SPIEGEL: Do you sometimes feel ashamed of belonging to a profession that you think wrongly declares large parts of society to be mentally ill?
Kagan: I feel sad, not ashamed … but maybe a little ashamed, too.
SPIEGEL: Over 60 years ago, when you decided to become a psychologist, you wanted "to improve social conditions so that fewer people might experience the shame of school failure … and the psychic pain of depression," as you once put it. How far did you get?
Kagan: Not very far, unfortunately, because I had the wrong idea. I thought family circumstances were crucial to being successful in life. I thought that, if we could help parents do a better job, we could solve all these problems. That's why I chose to be a child psychologist. I didn't recognize the bigger forces: culture, social standing, but also neurobiology. I really thought that everything was decided in the family, and that biology was irrelevant.
SPIEGEL: Over time, you've come to realize that the bond between a mother and her child is not so important after all.
Kagan: That's right, though one must remember that the mother's role was not emphasized until quite recently. Sixteenth-century commentators even wrote that mothers were not suited to looking after children: too emotional, overprotective. But when the bourgeoisie increased in the 19th century, women didn't have to go out and work anymore. They had a lot of time on their hands. So society gave them an assignment and said: "You are now the sculptress of this child." At the same time, middle-class children didn't have to contribute to their family the way peasants' children did. They were not needed and therefore ran the risk of feeling worthless. But when a child doesn't feel needed, it needs another sign. So love suddenly became important. And who gives love? Women. Eventually, John Bowlby came along and romanticized maternal attachment.
SPIEGEL: Bowlby, the British psychiatrist, was one of the fathers of attachment theory. Do you consider his hypotheses to be wrong?

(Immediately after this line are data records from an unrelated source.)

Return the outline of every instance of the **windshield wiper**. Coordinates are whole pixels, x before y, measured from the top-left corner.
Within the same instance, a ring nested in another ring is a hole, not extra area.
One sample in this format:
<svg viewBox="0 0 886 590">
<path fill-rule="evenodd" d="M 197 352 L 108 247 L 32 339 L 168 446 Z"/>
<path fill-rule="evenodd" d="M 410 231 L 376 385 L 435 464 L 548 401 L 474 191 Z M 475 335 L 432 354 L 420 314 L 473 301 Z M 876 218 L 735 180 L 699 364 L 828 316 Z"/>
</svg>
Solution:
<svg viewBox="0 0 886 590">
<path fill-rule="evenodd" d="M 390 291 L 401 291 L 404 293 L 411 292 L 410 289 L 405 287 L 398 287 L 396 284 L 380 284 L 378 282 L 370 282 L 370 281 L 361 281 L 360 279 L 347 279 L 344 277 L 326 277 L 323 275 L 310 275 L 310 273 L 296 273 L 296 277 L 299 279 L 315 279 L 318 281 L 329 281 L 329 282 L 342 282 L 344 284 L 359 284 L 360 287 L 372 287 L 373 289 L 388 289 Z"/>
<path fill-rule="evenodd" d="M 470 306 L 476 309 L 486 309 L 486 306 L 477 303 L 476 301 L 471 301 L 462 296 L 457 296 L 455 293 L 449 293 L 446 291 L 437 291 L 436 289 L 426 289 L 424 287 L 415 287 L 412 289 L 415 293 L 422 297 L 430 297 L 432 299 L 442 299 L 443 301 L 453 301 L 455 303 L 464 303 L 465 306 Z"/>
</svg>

Kagan: People wanted simple answers, and they longed for a gentler conception of humanity, especially after the horrors of World War II. This fit the idea that only children who are able to trust their mothers from birth are able to lead a happy life.
SPIEGEL: Anxieties over whether raising children in day care centers could harm them persist to this day.
Kagan: Unfortunately, even though we already disproved this in the 1970s. Nixon was president at the time, and Congress was toying with the idea of national day care centers. Along with two colleagues, I got a big grant to study the effect of day care on a group of infants. The children in the control group were looked after at home by their mothers. At the end of 30 months, we found that there was no difference between the two groups. Nonetheless, to this day, 40 years later, people are still claiming that day care centers are bad for children. In 2012.
SPIEGEL: Professor Kagan, we thank you for this conversation.